The main reason why groups scramble for the presidency in our type of society is not because of the expectation that the political leader or president will favour his or her own group over and above others. Groups want the presidency for psychological reasons. - be it the psychology of domination, or that of not wanting to be subservient. The renowned constitutional lawyer, Professor Benedict Nwabueze, once said emphatically that the quest for a Nigerian president of Igbo origin was not an aspiration that could be abandoned simply because there was one president from somewhere else who was developing Igbo roads or even transforming every Igbo citizen into a millionaire. It is in the nature of ethnic politics that one group measures its own progress in society against the successes of rival groups.

 

The Yoruba did not consider the candidacy of General Olusegun Obasanjo favourably in 1999, not least because his only challenger in the then presidential election was a preferred kinsman. He won the presidency outside of Yoruba constituency.
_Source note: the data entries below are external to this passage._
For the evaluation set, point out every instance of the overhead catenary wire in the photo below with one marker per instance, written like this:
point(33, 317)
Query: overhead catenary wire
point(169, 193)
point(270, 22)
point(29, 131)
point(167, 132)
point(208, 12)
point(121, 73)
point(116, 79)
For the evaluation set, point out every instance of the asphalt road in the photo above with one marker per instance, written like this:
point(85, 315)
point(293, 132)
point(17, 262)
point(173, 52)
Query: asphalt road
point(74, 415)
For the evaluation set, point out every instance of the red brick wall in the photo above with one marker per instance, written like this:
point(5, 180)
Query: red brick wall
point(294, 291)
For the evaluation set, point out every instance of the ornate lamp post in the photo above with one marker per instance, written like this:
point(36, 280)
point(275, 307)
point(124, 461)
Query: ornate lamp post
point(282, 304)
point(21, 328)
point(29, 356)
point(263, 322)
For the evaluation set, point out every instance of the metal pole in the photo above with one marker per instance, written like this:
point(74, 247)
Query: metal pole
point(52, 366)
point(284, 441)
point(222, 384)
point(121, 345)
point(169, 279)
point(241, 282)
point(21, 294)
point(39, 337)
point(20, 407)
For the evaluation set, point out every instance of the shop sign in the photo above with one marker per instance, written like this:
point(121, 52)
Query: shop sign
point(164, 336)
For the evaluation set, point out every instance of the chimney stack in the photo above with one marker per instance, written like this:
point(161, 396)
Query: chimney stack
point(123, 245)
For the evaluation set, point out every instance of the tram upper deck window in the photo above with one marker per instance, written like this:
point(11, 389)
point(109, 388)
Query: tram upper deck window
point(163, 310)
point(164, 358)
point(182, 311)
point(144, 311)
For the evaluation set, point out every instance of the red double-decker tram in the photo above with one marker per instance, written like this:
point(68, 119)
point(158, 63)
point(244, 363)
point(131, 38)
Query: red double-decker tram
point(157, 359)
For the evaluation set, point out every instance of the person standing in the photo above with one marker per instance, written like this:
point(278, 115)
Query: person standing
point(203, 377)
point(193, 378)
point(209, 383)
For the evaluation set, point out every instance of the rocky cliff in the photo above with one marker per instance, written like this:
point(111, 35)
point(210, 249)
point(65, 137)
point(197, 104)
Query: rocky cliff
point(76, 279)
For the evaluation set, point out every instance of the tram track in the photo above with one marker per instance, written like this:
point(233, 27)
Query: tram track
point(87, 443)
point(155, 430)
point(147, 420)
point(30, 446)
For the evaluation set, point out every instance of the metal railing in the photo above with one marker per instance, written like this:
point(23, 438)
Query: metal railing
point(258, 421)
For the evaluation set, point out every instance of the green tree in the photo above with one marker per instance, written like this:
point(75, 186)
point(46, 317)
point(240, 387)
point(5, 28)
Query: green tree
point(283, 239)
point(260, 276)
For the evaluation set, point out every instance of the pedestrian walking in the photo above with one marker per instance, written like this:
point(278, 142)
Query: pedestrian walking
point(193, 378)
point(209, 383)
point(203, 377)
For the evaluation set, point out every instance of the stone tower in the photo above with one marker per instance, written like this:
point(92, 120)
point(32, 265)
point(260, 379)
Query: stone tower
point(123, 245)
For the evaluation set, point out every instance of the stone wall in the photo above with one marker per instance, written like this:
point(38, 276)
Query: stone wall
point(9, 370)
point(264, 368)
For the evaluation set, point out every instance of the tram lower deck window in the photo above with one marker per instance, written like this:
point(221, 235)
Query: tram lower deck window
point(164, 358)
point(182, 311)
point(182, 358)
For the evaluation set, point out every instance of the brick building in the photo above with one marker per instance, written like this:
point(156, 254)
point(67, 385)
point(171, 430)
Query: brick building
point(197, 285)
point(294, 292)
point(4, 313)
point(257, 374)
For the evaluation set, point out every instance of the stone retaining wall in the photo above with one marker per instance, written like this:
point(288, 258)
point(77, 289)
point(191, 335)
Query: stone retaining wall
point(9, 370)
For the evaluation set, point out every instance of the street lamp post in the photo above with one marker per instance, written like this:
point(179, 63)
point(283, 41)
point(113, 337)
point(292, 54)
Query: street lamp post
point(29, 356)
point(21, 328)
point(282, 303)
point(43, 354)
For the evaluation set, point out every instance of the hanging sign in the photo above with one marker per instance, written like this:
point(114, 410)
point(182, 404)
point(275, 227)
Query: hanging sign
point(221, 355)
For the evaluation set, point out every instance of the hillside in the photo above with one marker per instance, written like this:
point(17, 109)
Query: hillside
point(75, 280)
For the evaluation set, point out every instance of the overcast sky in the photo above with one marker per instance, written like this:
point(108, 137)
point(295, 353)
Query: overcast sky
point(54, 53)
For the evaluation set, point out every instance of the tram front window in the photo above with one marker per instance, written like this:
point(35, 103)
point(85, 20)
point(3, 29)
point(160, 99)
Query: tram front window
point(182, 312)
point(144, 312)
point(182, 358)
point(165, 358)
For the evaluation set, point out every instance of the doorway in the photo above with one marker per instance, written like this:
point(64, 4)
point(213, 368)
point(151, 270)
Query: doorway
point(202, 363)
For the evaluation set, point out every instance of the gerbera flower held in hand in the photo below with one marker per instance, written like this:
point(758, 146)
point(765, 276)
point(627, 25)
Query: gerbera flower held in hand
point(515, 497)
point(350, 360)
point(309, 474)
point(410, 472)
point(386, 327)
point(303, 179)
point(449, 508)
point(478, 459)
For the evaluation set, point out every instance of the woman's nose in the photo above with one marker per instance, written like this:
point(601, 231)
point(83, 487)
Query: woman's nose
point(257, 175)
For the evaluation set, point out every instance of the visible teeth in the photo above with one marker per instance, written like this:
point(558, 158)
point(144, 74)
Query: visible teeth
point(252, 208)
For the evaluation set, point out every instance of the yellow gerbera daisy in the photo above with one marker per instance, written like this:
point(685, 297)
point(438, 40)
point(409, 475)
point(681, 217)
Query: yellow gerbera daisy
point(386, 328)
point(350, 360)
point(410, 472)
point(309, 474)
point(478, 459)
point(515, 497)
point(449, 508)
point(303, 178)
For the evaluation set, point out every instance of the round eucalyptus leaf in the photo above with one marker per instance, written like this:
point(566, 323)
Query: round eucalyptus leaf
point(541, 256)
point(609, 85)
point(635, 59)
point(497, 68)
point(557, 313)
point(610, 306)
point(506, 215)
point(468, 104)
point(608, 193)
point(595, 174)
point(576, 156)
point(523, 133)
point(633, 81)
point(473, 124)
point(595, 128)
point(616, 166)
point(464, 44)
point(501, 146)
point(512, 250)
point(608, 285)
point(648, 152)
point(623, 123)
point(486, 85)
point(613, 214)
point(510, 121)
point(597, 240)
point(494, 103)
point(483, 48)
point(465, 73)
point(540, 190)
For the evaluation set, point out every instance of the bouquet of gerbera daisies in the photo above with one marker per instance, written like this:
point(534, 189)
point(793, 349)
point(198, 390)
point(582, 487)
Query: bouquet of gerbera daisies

However, when Obasanjo sought re-election in 2003 and had non-Yoruba contenders as his opponents he won massively in his ethnic constituency. The Yoruba-dominated Alliance for Democracy (AD) tactically refused to present its own presidential candidate in order to boost Obasanjo’s ethnic support. The facts of our politics are there for all to see.

 

Issues can only be resolved when they are addressed. The issue of state creation was once a crippling phenomenon in Nigerian politics. Political parties were formed to actualize group aspirations for separate states or regions. The United Middle Belt Congress (UMBC) and the United Independence Party (UNIP) were examples of such one-issue oriented political parties of the First Republic. In fact, agitation for state creation provoked large scale violence in some areas of the Nigerian Federation. Successive military governments did well to address this once-disturbing issue and the Nigerian Federation is all the better for it today.

 

Nations differ from one another and so also does the temperament of their occupants. There could not have been a state of California with a population of 35.9 million existing alongside a tiny Wyoming of 506.5 thousand in our own society. What about the possible agitation by governorship and senatorial aspirants for our own California to be split into 10 or more states in order to accommodate their ambitions? With states tending towards equal sizes, can we honestly say today that bicameral legislature holds the same relevance and significance for us as it does for the nation that invented it? It serves no useful purpose for us to want to do things the way Americans do if our circumstances call for something different.

 

The argument that a potential president should be intelligent, competent and patriotic cannot, in any way, be faulted. However, those with such qualities can be found in all the geo-political zones of the Nigerian federation. The time will come, and it may not be long, when we see conventional wisdom in a remodelled presidency that is made up of an elected leader from each of the geo-political zones. The position of president who combines the functions of Head of State with that of the Chairmanship of the Collegiate can be based on rotation. Because of the belief that Nigeria is one important nation of the world whose political leader deserves a face, the preferred model here is one in which a zone holds on to the position of Head of State and therefore, the title of President for the duration of a single term of whatever number of years the Constitution prescribes. The members of the Collegiate will be entitled to seek re-election. When we have done this we will have built our nation and its democracy on a rocky foundation.